She walked around a cluster of boxes and set the mugs down on the coffee table. Resolutely, she sat on the foreclosed sofa, now shrouded in a sheet. Across from her, the bookcases stood three-quarters empty. Jonah’s mother had thoroughly dusted the empty shelves, so they looked more expectant than abandoned. “Oh God, how will I stay here?” said Fern.
Stavros seemed to inspect her for a few moments before speaking.
“I could find you another place, though it wouldn’t be . . . such a deal. But . . .” He shrugged and sipped his tea.
“But what?”
“But I think you could just as easily rearrange your things and be glad to have your own place. In the long run. I don’t mean to sound callous.”
“My own place. You mean, my own albatross of memories.”
“You’ll be sad wherever you are. But”—Stavros shrugged again—“people overestimate the power of the past.”
“Now there’s callous!”
He smiled apologetically. “I come from a culture of hand wringers, vengeance seekers, people who name children after ancestors by rote—first child, paternal grandfather; second child, maternal, on and on and on.

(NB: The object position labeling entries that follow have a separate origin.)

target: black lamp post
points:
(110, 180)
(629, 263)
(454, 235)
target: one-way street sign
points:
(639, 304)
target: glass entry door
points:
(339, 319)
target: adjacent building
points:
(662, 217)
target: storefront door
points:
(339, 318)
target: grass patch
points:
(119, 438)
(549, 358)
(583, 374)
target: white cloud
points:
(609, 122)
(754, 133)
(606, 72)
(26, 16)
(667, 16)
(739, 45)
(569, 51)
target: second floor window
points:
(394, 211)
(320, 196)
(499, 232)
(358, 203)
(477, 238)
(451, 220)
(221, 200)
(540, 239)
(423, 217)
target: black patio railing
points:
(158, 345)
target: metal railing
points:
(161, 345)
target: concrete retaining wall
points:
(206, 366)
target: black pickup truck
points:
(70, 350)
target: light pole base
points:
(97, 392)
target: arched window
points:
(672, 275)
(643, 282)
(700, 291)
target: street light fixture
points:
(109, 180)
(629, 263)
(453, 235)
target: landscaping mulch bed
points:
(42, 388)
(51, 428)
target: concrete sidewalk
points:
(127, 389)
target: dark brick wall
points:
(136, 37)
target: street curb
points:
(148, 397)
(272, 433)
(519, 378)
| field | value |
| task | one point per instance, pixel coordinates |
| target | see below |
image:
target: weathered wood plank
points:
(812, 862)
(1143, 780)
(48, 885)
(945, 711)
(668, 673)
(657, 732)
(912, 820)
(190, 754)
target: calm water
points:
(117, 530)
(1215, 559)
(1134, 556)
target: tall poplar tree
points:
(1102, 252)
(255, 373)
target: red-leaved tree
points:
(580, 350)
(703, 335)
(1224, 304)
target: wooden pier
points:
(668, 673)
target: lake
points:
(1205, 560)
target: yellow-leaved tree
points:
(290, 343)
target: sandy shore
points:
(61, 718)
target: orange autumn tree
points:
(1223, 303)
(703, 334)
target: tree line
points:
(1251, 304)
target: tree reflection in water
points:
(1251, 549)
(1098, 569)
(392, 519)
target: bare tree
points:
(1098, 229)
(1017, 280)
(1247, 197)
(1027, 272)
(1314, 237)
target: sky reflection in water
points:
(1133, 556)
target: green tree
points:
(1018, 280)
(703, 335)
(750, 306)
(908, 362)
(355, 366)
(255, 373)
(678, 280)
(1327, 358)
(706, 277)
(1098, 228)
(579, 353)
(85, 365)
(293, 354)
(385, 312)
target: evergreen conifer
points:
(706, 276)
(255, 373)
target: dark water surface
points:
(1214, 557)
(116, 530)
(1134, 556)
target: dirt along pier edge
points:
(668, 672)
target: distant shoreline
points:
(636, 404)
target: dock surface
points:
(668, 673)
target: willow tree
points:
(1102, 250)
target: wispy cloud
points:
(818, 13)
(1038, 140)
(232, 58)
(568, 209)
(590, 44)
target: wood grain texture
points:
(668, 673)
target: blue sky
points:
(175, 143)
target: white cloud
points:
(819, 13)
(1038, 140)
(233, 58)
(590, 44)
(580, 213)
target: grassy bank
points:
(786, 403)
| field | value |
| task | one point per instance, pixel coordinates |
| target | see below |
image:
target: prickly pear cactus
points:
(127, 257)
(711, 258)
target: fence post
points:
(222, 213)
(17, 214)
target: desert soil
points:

Drives me nuts. The trouble is, if you convince yourself the past’s more glorious or worthy of attention than the future, your imagination’s sunk.”
Briefly, Fern just stared at Stavros. “So what about the lessons of history?”
“Well that’s obvious. That goes without saying,” he said impatiently.
“And how come you’re so busy learning a dead language?”
“Because I like the stories it has to tell.” He leaned forward, elbows on his knees. “Know what I like about real estate? I mean, okay, it’s a business with a sleazy aura, and it’s nouveau, and I’m working for my dad, but it’s all about the present and the future. Keeping people under a roof.”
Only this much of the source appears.